The doctors and dieticians weren’t particularly helpful (see my “What CAN You Eat?!” video for more) but there was one diet that worked for me and allowed me to stabilize my stomach- being entirely starch free. My body wasn’t processing starch so I had to cut it out: that’s no wheat, oats, rice, corn, maize, millet, potatoes, beans, sugar, alcohol, dairy, bananas… That last one was very specific. Basically, no grains, root vegetables or sugars: including lactose, fructose and alcohol.

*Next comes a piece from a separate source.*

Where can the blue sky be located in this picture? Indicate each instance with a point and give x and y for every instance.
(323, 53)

However, any diet, once you get used to it, isn’t that bad. 10 years without starch means I’m managed to work my way around the major issues (largely: “What fills the carb space on my plate?!”) and can confidently order in restaurants or make food for friends so good they don’t realize it’s grain, sugar and dairy free!
In the 10 years since my diagnosis food culture has changed greatly- now we can buy free from items in the supermarket and most restaurants will have at least one option I can tweak to be suitable. However, the hardest part of a diet like mine (and any medical diet or even just low carb ones) is the difficulty finding things to grab on the go when out-and-about. Oh of course there are paleo bars or specialist ‘low carb’ snacks etc but they all seem to either have thousands of additives or just two ingredients… and I can’t eat either of them (I’m looking at you, oats. Bloody oats.)

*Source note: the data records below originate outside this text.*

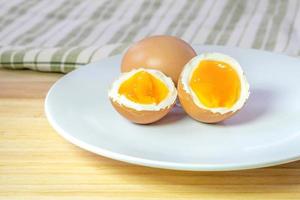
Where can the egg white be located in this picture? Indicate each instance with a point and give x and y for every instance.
(123, 100)
(193, 64)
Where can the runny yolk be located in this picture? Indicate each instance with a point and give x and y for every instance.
(216, 84)
(144, 88)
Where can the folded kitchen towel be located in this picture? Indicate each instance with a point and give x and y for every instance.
(61, 35)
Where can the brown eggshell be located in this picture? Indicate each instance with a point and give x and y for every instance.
(165, 53)
(140, 117)
(197, 113)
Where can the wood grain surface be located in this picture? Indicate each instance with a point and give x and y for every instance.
(36, 163)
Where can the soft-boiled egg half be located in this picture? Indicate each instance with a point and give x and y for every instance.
(143, 95)
(212, 87)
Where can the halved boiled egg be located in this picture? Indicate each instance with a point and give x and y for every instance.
(212, 87)
(143, 95)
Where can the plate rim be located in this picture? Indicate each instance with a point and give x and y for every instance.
(155, 163)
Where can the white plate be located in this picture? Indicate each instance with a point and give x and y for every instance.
(265, 132)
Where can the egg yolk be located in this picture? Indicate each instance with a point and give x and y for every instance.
(144, 88)
(216, 84)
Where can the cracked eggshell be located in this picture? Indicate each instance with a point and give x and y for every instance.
(192, 105)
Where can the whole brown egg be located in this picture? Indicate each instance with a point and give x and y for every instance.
(167, 54)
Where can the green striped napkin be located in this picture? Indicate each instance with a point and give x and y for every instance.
(61, 35)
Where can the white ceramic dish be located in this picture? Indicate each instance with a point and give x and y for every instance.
(265, 132)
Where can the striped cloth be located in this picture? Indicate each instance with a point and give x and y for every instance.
(61, 35)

This is of course because carbohydrates are very stable, don’t go off quickly and are easy to transport whilst proteins need to be refridgerated and carrying around a Tupperware full of cold, steamed vegetables isn’t necessarily the most appetizing thing in the world. I could do a whole series on great low carb lunches but for now here are my absolute favourite life-saver cookies. They can be kept in your handbag for emergencies or made to look pretty for a party. I love their great pumpkin-y taste but you can make them all year round thanks to the wonder that is tinned pumpkin.
Makes 24 cookies… or 12 if you’re like me and love big cookies with soft middles!

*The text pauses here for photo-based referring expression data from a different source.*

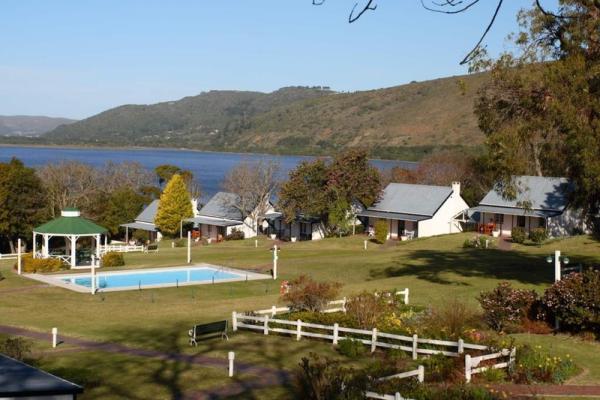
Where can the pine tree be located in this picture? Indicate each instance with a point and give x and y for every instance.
(175, 205)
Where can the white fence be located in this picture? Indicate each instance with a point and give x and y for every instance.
(8, 256)
(419, 373)
(121, 248)
(335, 333)
(472, 363)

- ½ cup creamy almond butter
- ½ cup pumpkin puree
- 1 egg
- ¼ cup ground almond
- ¼ cup Splenda
- 1 tsp cinnamon
- ¼ tsp sea salt
- 1 tsp ginger
- 1 tsp vanilla essence
Combine all ingredients, dollop on to a baking sheet lined with parchment paper, flatten, bake at 350F for 12-15 minutes… done! Allow to cool completely before attempting to remove from baking tray. Unless you like a big, tasty mess in which case go ahead.
You could make this recipe vegan and egg free by substituting the egg for ¼ cup almond butter. Equally if you’re not an artificial sweetener fan then just sub in your preferred sweet sensation, whether that be regular sugar or maple syrup (but do expect a looser mixture with the latter).
Aesthetically I like the look of a whole almond pressed into the centre but watch out for your teeth!